Lung nodules aren’t usually what bring you to the doctor’s office. In fact, they rarely come with symptoms. However, if you are at an elevated risk for lung damage due to medical or lifestyle factors, it’s important to work with your healthcare provider on a screening plan.
Lung nodules aren’t usually what bring you to the doctor’s office. In fact, they rarely come with symptoms.
However, if you are at an elevated risk for lung damage due to medical or lifestyle factors, it’s important to work with your healthcare provider on a screening plan.
We spoke with pulmonologist Dr. Neveen Malik, about lung nodules, their diagnosis, and their treatment—here’s what you need to know.
What Are Lung Nodules?
Lung nodules are small growths or marks on the inside of the lungs. They can have a variety of causes and appearances but are only visible during an X-ray or CT scan. They are most commonly round or oval-shaped.
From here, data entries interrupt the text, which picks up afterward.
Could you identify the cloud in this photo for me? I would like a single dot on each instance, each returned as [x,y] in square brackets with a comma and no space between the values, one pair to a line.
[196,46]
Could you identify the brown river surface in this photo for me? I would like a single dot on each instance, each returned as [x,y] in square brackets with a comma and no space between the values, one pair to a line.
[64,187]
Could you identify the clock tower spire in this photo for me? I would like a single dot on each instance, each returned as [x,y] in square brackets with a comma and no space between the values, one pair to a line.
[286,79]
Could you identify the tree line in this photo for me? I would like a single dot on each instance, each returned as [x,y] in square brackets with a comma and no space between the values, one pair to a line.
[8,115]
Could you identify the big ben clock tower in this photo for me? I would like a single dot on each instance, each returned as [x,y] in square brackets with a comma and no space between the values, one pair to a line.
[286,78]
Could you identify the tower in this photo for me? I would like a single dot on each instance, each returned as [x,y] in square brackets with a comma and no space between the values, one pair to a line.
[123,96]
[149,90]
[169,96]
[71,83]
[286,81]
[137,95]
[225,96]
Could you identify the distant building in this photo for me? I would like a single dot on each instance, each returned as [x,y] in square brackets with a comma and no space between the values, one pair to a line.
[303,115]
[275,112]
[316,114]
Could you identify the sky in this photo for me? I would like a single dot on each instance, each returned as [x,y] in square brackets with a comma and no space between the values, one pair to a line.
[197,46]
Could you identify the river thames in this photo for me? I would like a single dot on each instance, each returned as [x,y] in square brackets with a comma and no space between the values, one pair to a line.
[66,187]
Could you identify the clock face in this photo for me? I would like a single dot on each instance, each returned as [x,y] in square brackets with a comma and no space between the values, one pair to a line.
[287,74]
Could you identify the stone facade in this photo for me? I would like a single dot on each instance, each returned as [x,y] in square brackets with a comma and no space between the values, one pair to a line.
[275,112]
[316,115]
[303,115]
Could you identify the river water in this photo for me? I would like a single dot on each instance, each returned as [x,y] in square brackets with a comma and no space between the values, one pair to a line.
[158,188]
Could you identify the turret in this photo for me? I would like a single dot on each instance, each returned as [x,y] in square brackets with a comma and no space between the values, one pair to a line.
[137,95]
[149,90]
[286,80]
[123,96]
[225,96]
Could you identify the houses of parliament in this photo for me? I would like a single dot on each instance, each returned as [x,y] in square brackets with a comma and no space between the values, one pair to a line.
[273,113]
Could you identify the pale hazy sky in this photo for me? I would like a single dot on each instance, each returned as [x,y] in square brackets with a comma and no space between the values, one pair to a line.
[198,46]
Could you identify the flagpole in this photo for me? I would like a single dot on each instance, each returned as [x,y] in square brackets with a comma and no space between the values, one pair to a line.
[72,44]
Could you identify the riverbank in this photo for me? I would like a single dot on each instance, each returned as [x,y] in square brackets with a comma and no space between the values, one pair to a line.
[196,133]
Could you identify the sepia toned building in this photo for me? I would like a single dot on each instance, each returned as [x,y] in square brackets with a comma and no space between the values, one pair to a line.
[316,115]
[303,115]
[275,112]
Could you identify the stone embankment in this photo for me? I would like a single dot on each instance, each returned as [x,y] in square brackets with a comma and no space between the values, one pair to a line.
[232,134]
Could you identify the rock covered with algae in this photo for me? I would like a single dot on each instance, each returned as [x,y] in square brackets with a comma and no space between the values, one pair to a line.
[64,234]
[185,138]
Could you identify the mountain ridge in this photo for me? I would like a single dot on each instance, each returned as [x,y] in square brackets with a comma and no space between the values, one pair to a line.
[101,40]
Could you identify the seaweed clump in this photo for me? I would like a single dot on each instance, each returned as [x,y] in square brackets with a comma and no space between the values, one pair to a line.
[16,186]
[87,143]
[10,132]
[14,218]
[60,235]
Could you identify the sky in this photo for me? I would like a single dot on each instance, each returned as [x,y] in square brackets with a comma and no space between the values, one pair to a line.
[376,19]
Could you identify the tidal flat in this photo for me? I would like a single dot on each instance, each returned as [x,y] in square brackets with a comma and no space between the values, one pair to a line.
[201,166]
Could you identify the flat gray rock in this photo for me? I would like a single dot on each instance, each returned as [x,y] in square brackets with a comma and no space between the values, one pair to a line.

Lung nodules are the result of damage that can be caused by smoking, inflammation or infections like pneumonia. They can be tumorous and about 40% turn out to be cancerous.
Some patients may also develop lung nodules as a result of rare conditions like arteriovenous malformations (AVM), in which abnormal blood vessels may be found in the lung. These can be deadly if left unmonitored but do not always require removal.
The size, growth rate and shape of nodules are important tools in diagnosing their cause and treatment path. For example, small nodules that do not grow or change between scans are often left under review, while regular growth or a size larger than one centimeter should be investigated, and possibly even biopsied or removed.
“If the patient can tolerate surgery and the nodule is growing or causing concern, we will have it removed,” said Dr. Malik. “The procedure to biopsy lung nodules can be done while the patient is awake or under anesthesia.”
Most lung nodules are only a few millimeters in size, but some may continue to grow without proper diagnosis and treatment. If growth surpasses three centimeters, the nodule is then considered a pulmonary mass.
Symptoms are rarely present with lung nodules. If nodules grow into masses, they can be more difficult to easily treat and are more likely to be cancerous.
“Depending on the final diagnosis, symptoms might include a cough, coughing of blood, dramatic weight loss or lost appetite,” said Dr. Malik.
Screening Options and Knowing Your Risk
Early detection and monitoring are the keys to successful treatment, making an aggressive screening schedule is a must. However, not everyone should be receiving yearly chest X-rays.
“Patients between the ages of 55 and 77 who have more than 30 years of smoking should receive a CT scan annually as long as they are not exhibiting symptoms,” said Dr. Malik. If symptoms are present, they should be tested more frequently as recommended by a pulmonary specialist, as they may be a sign of a serious condition.
People who have at least 30 “pack years,” or years where they smoked at least one pack of cigarettes per day for 30 years, should also be tested annually—even after they’ve quit.
Those with a history of cancer, especially breast cancer, colon, kidney, prostate or bladder, may also qualify for scans under the national guidelines, depending on their medical history, since these types of cancers are more likely to spread to the lung.
Those with a low to average risk for lung nodules do not require regular scanning but should be aware of their risk profile.
“If you don’t qualify for low-dose CT screening but are concerned, your doctor may recommend you for an X-ray,” said Dr. Malik. “These aren’t exactly as effective, but can provide solid results.”
In the event a nodule appears, most patients are placed on a strict surveillance schedule, with follow-up appointments every six months or sooner if needed. This way, growth and change in shape can be carefully monitored.
Scheduling Your Scan
Regardless of your risk profile, knowing your personal and family health history is the first step toward a responsible screening schedule. Your primary care physician can order the low-dose CT scans of the chest and provide referrals to a pulmonary specialist to help you understand and analyze results.
“Lung cancer screening saves lives,” said Dr. Malik. “It’s important to be open with your doctor and self-advocate.”